Starting in September, I spent 2-3 nights a week on the mountain hunting. Through September, I hunted elk in some steep, dry country in the Pioneer Mountains, and these boots were extremely comfortable the whole time. The first week in October, I headed into the Frank Church to deer hunt (the photo essay for that hunt can be found here:
). Right from the get go, I was walking through wet snow in 34-40 degree weather. If you want to test how waterproof boots are, that's a good way to do it. Which brings up my only major complaint about these boots. They do well when exposed to water for short periods of time, but they are a long cry from waterproof. Aside from the water sloshing around my feet, these boots were very comfortable in some of the steepest terrain I've ever been in (the slope was about 2600 feet of elevation gain in 1 mile), even with 90 pounds of gear and deer on my back on the first trip out. That weekend I did 34 miles total, and my feet were never a limiting factor in my comfort or performance.

Cut to the beginning of November, and I was back in the Pioneers helping my buddy out on an elk hunt. He ended up getting a raghorn, and I packed out approximately half the bull (1 shoulder bone in, one hind quarter bone in, a backstrap, a tenderloin, and half the rib and neck meat) down a steep, miserable mountain. Once again, the boots did great.

Until last week, I was mostly in town tearing up the tread of the boots on concrete. These boots are great for wearing around town, and go well with double kneed Carhartts, flannels, and Filson vests if you're going for the classy but functional look. Last week, however, after putting these boots through a year of wear and tear, I was hauling 130 pounds of AGM batteries through the Pioneers once again. Even after beating on this cheap pair of boots for a year, they were still comfortable and gave adequate ankle support.

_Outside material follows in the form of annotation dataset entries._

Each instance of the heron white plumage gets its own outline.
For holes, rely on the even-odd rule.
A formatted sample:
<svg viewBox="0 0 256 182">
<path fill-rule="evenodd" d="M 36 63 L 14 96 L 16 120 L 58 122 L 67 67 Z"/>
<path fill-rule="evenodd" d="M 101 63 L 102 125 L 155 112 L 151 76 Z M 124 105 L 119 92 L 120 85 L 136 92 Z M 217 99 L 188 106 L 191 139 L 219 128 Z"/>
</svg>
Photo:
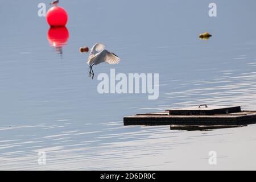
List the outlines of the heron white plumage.
<svg viewBox="0 0 256 182">
<path fill-rule="evenodd" d="M 92 75 L 94 75 L 92 67 L 101 63 L 108 64 L 117 64 L 120 59 L 113 52 L 105 49 L 105 46 L 101 43 L 96 43 L 90 49 L 87 64 L 90 65 L 90 75 L 91 70 Z"/>
</svg>

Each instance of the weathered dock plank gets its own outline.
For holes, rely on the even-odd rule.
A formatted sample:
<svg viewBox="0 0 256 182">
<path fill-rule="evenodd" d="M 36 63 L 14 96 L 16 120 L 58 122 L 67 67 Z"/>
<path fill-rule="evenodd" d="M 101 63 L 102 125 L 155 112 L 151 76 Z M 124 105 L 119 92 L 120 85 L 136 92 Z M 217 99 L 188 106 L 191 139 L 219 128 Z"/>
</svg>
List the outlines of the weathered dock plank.
<svg viewBox="0 0 256 182">
<path fill-rule="evenodd" d="M 124 125 L 243 125 L 256 123 L 256 111 L 212 115 L 139 114 L 123 118 Z"/>
</svg>

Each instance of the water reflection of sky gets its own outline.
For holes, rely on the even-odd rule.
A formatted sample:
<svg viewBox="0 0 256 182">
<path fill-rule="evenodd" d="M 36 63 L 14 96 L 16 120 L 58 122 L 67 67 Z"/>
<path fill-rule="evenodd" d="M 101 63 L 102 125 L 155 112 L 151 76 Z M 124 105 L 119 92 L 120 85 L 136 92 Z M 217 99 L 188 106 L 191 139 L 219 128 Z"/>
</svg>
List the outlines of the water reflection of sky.
<svg viewBox="0 0 256 182">
<path fill-rule="evenodd" d="M 254 1 L 217 1 L 216 18 L 207 1 L 61 2 L 69 14 L 62 59 L 36 16 L 40 1 L 0 7 L 0 169 L 255 168 L 255 125 L 186 132 L 122 124 L 126 115 L 201 104 L 255 110 Z M 213 37 L 200 40 L 205 31 Z M 122 61 L 96 67 L 96 74 L 159 73 L 159 98 L 100 95 L 79 52 L 97 42 Z M 208 164 L 210 150 L 216 166 Z"/>
</svg>

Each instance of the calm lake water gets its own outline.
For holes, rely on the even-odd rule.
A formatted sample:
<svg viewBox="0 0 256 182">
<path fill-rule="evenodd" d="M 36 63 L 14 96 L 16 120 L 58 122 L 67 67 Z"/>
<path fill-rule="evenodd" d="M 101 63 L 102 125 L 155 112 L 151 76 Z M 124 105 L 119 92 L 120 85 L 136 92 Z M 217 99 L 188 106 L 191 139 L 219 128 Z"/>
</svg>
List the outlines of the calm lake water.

To sum things up, if you're on a grad student budget, looking for a boot that will survive damn near anything you care to put them through, provide great comfort, and are willing to deal with damp feet in exceptionally wet conditions, check out the Danner IronSofts.


Senior Member
Mar 2, 2016
Interesting review. I've worn work boots hunting before but the lack of ankle support and waterproofness was enough for me to reconsider my footwear choice. I saw a review for the iron softs before and there was something significantly negative about them but I can't remember.